Wednesday, November 4, 2015
Richard G. Baraniuk
In typical applications of machine learning (ML), humans typically enter the process at an early stage, in determining an initial representation of the problem and in preparing the data, and at a late stage, in interpreting and making decisions based on the results. Consequently, the bulk of the ML literature deals with such situations. Much less research has been devoted to ML involving “humans-in-the-loop,” where humans play a more intrinsic role in the process, interacting with the ML system to iterate towards a solution to which both humans and machines have contributed. In these situations, the goal is to optimize some quantity that can be obtained only by evaluating human responses and judgments. The “humans-in-the-loop” paradigm requires a statistical model for human interactions with the environment, which controls how the experimental design adapts to human feedback; such designs are, in general, difficult to construct due to the complex nature of human behavior. In this talk, we will study the particular case of developing new ML frameworks for improving learning in educational contexts, which is an exciting new research frontier.
Richard Baraniuk is the Victor E. Cameron Professor of Electrical and Computer Engineering at Rice University and the Founding Director of Connexions (cnx.org) and OpenStax College (openstaxcollege.org). His research interests lie in new theory, algorithms, and hardware for sensing, signal processing, and machine learning. He is a Fellow of the IEEE and AAAS and has received national young investigator awards from the US NSF and ONR, the Rosenbaum Fellowship from the Isaac Newton Institute of Cambridge University, the ECE Young Alumni Achievement Award from the University of Illinois, the Wavelet Pioneer and Compressive Sampling Pioneer Awards from SPIE, and the IEEE Signal Processing Society Technical Achievement Award.

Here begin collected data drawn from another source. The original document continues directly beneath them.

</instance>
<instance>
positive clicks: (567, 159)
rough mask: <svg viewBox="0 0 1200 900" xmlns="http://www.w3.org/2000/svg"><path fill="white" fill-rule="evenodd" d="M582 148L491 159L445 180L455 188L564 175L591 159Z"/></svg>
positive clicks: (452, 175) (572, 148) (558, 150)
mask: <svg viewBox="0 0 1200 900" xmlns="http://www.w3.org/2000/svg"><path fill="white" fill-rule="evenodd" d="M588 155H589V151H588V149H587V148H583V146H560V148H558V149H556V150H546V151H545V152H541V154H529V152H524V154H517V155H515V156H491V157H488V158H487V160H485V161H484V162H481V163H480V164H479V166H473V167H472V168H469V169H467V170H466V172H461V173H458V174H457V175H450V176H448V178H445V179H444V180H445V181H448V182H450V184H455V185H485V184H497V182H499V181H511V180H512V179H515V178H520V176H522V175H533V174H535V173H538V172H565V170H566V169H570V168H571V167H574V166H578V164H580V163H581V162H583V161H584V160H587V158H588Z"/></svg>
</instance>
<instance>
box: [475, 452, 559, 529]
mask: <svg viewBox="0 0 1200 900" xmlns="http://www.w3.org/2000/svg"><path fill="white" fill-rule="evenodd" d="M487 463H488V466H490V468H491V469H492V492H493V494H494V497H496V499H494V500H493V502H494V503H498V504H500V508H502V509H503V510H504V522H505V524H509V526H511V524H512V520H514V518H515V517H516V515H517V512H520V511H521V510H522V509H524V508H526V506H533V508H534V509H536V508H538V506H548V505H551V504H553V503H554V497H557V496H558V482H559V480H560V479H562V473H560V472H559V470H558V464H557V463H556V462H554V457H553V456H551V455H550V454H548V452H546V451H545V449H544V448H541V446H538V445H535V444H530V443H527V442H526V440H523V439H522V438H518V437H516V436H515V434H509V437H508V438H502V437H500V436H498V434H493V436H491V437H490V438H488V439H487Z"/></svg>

His work on the Rice single-pixel compressive camera has been widely reported in the popular press and was selected by MIT Technology Review as a TR10 Top 10 Emerging Technology. For his technology-enabled education projects, he has received the C. Holmes MacDonald National Outstanding Teaching Award from Eta Kappa Nu, the Tech Museum of Innovation Laureate Award, the Internet Pioneer Award from the Berkman Center for Internet and Society at Harvard Law School, the World Technology Award for Education, the IEEE-SPS Education Award, the WISE Education Award, and the IEEE James H. Mulligan, Jr. Medal.